Die einer betriebsbedingten Kündigung zugrunde liegende Unternehmerentscheidung ist nur darauf gerichtlich überprüfbar, ob sie offenbar unsachlich, unvernünftig oder willkürlich ist. Erhöhte Anforderungen an die Darlegungslast des Arbeitgebers gelten im Kündigungsschutzprozess nach der Rechtsprechung des Bundesarbeitsgerichts (BAG) nur dann, wenn die den Kündigungsgrund bildende unternehmerische Entscheidung und der Kündigungsentschluss praktisch deckungsgleich sind. Diese Rechtsprechung zur erhöhten Darlegungslast des Arbeitgebers weitet das Bundesarbeitsgericht in einer aktuellen Entscheidung (BAG v. 2.3.2017 – 2 AZR 546/16) auf betriebsbedingte Änderungskündigungen aus, denen eine Änderung des Anforderungsprofils besetzter Arbeitsplätze zugrunde lag. Arbeitgeber, die auf neue Herausforderungen mit geänderten Anforderungsprofilen reagieren wollen, sollten die Entscheidung zur Vermeidung unzulässiger Austauschkündigungen im Blick behalten.
Worum ging es konkret?
Der Kläger war bei der Beklagten, die eine Rehabilitationsklinik betreibt, seit 2005 als Chefarzt beschäftigt. Seit 2010 leitete er in dieser Funktion die internistische Abteilung der Klinik. Er führte die Bezeichnung „Facharzt für Innere Medizin und Kardiologie“ und verfügte über die Zusatzqualifikation „Diabetologe DDG“.

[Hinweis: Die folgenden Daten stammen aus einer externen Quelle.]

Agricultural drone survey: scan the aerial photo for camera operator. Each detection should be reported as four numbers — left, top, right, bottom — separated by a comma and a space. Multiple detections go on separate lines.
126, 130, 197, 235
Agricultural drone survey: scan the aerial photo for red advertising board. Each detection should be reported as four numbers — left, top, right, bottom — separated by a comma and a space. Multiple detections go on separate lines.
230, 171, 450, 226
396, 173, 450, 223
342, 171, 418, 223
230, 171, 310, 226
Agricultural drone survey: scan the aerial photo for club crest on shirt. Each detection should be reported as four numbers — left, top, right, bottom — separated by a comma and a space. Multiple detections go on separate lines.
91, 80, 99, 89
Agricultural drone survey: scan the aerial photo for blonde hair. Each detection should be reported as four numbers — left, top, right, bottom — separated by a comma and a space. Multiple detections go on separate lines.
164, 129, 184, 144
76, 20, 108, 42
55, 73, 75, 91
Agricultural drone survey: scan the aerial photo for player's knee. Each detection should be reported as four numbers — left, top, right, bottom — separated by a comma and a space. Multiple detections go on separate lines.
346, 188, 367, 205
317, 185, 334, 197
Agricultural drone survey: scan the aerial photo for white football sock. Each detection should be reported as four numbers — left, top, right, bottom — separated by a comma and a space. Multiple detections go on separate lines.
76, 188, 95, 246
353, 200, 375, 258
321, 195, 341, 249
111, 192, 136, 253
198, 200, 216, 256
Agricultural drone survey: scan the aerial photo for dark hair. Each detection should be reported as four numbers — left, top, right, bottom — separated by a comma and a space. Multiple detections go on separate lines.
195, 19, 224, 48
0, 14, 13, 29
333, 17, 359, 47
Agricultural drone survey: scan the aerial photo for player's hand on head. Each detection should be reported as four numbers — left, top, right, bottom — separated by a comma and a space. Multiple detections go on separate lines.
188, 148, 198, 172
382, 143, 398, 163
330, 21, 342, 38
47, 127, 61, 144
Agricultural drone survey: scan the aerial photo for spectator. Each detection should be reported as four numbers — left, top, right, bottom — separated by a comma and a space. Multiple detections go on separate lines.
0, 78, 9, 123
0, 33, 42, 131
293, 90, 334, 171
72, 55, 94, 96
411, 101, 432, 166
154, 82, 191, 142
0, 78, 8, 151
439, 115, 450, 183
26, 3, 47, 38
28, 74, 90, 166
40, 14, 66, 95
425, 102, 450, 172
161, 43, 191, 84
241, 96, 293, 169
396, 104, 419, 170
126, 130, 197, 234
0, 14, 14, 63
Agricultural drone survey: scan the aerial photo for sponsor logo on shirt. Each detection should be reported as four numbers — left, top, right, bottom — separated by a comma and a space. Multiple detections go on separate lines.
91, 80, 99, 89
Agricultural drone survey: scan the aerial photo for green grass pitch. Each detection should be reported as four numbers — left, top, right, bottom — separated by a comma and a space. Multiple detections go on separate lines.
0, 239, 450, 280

2011 geriet die Klinik in wirtschaftliche Schieflage. Die Beklagte benannte die „internistische Abteilung“ zu einem nicht näher festgestellten Zeitpunkt in „gastroenterologische Abteilung“ um. Sie strebte außerdem den Abschluss eines sog. Basisvertrags mit der Deutschen-Rentenversicherung (DRV) an, um durch weitere Patientenzuweisungen eine wirtschaftliche Fortführung der Klinik zu gewährleisten. Um die Anforderungen der DRV an die Strukturqualität von Reha-Einrichtungen zu erfüllen, beschloss die Beklagte in diesem Zusammenhang, sowohl die Chefarztstelle als auch die Oberarztstelle der gastroenterologischen Abteilung durch Ärzte mit der Facharztbezeichnung „Gastroenterologe“ zu besetzen. Hierzu stellte sie ab April 2012 eine Chefärztin der gastroenterologischen Abteilung ein.
Vor diesem Hintergrund kündigte die Beklagte das Arbeitsverhältnis mit dem Kläger und bot ihm zugleich eine Weiterbeschäftigung als Assistenzarzt an. Der Kläger nahm das Änderungsangebot unter dem Vorbehalt seiner sozialen Rechtfertigung an und erhob Änderungsschutzklage. Er sah die Änderung des Anforderungsprofils der Chefarztstelle der gastroenterologischen Abteilung nicht durch einen zwingenden äußeren arbeitsplatzbezogenen Grund gerechtfertigt.
Das ArbG wies die Klage ab. Das LAG gab ihr statt. Die hiergegen eingelegte Revision führte zur Zurückverweisung der Sache an das LAG.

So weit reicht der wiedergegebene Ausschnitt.